CFPAC-1 cells were transfected with a pool of 3 different target-specific siRNAs designed to knock down the gene expression of the COL4A1 gene, and control the siRNA design to not target any known human gene (Santa Cruz Biotechnology, Inc., CA, USA, sc-43064 and sc-37007). Subsequently, 5 x 104 cells/ml were seeded in 6 well plates (Nunc, Roskilde, Denmark), and transfected according to the manufacturer’s protocol. The down-regulation of type IV collagen synthesis was verified by quantitative real time-PCR. Approximately 2x105 cells from each cell culture were harvested by centrifugation, and the total RNA was extracted using the RNeasy Mini Kit (Qiagen GmbH, Hilden, Germany). Equal amounts (1 μg) of RNA were reverse transcribed into cDNA using the QuantiTect Reverse Transcription Kit (Qiagen). Gene expression was quantified using the Bio-Rad iQ SYBR Green Supermix and the iQ5 iCycler according to the manufacturer’s instructions. The primer set 5′-TGCACCACCAACTGCTTAGC-3′ and 5′-GGCATGGACTGTGGTCATGAG-3′ for the glyceraldehyde 3-phosphate dehydrogenase (GAPDH) housekeeping gene was used for normalization, and the primer set 5′-CTCTACGTGCAAGGCAATGA-3′ and 5′-AGAACAGGAAGGGCATTGTG-3′, designed using the web-based PCR primer design tool Primer3 (Rozen and Skaletsky, 2000) was used for quantification of the COL4A1 gene. All reactions were run at 95°C for 3 minutes, followed by 40 cycles at 95°C for 10 seconds and at 60°C for 30 seconds.

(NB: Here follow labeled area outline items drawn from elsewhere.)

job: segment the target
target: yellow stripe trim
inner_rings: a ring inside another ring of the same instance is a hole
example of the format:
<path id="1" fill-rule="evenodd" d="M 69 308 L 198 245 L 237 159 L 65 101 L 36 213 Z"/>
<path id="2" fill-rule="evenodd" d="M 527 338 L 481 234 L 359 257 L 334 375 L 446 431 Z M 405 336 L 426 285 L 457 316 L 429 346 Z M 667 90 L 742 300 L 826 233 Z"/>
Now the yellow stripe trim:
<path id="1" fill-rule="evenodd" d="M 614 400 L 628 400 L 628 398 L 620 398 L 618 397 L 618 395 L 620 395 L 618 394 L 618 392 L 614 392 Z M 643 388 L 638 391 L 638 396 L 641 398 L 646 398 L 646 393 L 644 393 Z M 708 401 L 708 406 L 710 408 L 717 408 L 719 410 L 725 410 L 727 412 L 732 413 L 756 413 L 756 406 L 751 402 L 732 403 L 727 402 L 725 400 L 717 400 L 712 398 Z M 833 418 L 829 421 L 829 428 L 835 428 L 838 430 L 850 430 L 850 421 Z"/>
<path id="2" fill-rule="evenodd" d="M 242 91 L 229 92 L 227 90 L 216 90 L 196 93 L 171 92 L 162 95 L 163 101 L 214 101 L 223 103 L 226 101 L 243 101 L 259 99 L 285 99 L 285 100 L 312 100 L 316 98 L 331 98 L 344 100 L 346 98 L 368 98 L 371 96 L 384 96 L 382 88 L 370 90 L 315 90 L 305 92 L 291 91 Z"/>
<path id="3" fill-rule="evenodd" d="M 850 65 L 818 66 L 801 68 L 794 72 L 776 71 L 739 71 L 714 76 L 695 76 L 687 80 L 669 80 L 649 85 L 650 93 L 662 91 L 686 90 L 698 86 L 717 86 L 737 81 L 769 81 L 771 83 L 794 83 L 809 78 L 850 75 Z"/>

Additionally, the type IV collagen protein expression was detected in the transfected cells using immunofluorescence staining with the MAB1 antibody. The transfected cells were assayed for proliferation, apoptosis, and migration as described above. For the cell proliferation assay, the experiments were repeated five times with similar results both under FCS free and serum supplemented conditions.
All assays performed on 96-well plates were run in triplets. For the M30-Apoptosense® ELISA, the triplicates were subsequently pooled and the final analysis was performed on duplicates of the pooled samples. Normal distribution was assumed. Unpaired t-test was used when comparing two groups and ANOVA with Bonferroni post-hoc test if more than two groups were compared. P < 0.05 was considered significant. Bars in the figures illustrate the standard deviation.